Hierarchically Porous ZnO/g-C₃N₄ S-Scheme Heterojunction Photocatalyst for Efficient H₂O₂ Production

Abstract

The design of photocatalysts with hierarchical pore sizes is an effective method to improve mass transport, enhance light absorption, and increase specific surface area. Moreover, the construction of a heterojunction at the interface of two semiconductor photocatalysts with suitable band positions plays a crucial role in separating and transporting charge carriers. Herein, ZIF-8 and urea are used as precursors to prepare hierarchically porous ZnO/g-C₃N₄ S-scheme heterojunction photocatalysts through a two-step calcination method.
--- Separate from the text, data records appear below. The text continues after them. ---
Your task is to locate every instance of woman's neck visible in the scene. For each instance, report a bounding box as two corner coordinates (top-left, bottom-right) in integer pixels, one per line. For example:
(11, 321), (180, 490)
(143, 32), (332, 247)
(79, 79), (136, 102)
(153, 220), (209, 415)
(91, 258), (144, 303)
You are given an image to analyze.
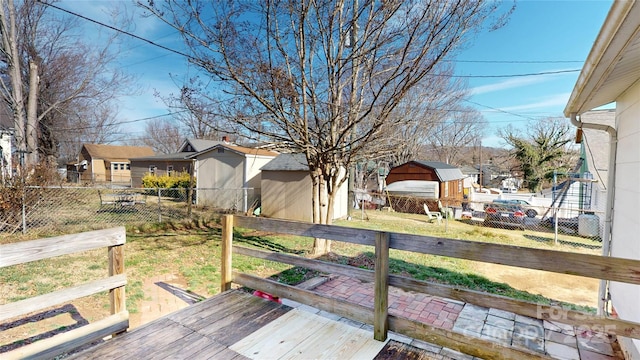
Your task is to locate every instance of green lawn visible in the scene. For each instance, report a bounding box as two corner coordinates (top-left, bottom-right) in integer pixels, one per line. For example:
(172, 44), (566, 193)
(1, 210), (600, 319)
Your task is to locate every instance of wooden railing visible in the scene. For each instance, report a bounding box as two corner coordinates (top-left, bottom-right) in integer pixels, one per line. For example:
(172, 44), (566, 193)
(221, 215), (640, 360)
(0, 227), (128, 360)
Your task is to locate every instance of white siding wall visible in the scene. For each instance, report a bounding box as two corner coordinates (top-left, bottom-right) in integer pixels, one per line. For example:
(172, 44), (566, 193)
(609, 80), (640, 355)
(195, 150), (243, 208)
(244, 156), (275, 189)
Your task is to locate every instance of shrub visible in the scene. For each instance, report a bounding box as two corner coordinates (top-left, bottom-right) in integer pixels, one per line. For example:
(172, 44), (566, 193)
(141, 172), (194, 189)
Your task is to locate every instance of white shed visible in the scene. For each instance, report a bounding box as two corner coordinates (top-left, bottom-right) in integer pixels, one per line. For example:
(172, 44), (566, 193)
(260, 153), (348, 222)
(188, 144), (278, 211)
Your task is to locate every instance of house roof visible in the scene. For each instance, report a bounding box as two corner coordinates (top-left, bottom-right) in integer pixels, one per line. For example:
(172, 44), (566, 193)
(130, 152), (193, 161)
(411, 161), (465, 182)
(82, 144), (154, 162)
(187, 143), (279, 159)
(261, 153), (309, 171)
(179, 138), (226, 153)
(577, 109), (615, 188)
(459, 165), (480, 176)
(564, 1), (640, 116)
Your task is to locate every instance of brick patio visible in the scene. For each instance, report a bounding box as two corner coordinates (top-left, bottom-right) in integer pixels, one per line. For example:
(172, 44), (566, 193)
(308, 275), (625, 360)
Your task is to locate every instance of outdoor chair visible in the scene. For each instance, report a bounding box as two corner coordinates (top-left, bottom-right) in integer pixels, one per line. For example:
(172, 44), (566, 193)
(423, 203), (443, 225)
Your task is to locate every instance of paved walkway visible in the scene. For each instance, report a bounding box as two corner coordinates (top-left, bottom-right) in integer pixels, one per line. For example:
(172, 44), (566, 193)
(304, 275), (624, 360)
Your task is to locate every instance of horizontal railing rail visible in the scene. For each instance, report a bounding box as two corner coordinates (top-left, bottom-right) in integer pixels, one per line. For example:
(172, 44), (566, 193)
(0, 227), (128, 360)
(221, 215), (640, 360)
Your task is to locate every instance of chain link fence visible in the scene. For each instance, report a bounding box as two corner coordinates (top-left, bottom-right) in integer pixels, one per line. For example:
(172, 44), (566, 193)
(2, 184), (604, 251)
(353, 191), (604, 251)
(0, 186), (258, 236)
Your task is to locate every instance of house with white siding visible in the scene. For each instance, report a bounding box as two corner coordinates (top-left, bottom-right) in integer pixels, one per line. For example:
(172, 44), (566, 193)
(564, 1), (640, 358)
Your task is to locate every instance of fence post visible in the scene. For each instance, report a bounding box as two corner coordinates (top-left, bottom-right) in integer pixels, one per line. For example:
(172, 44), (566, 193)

This S-scheme heterojunction photocatalyst shows high activity toward photocatalytic H₂O₂ production, which is 3.4 and 5.0 times higher than that of pure g-C₃N₄ and ZnO, respectively. The mechanism of charge transfer and separation within the S-scheme heterojunction is studied by Kelvin probe, in situ irradiated X-ray photoelectron spectroscopy (ISI-XPS), and electron paramagnetic resonance (EPR). This research provides an idea of designing S-scheme heterojunction photocatalysts with hierarchical pores in efficient photocatalytic hydrogen peroxide production.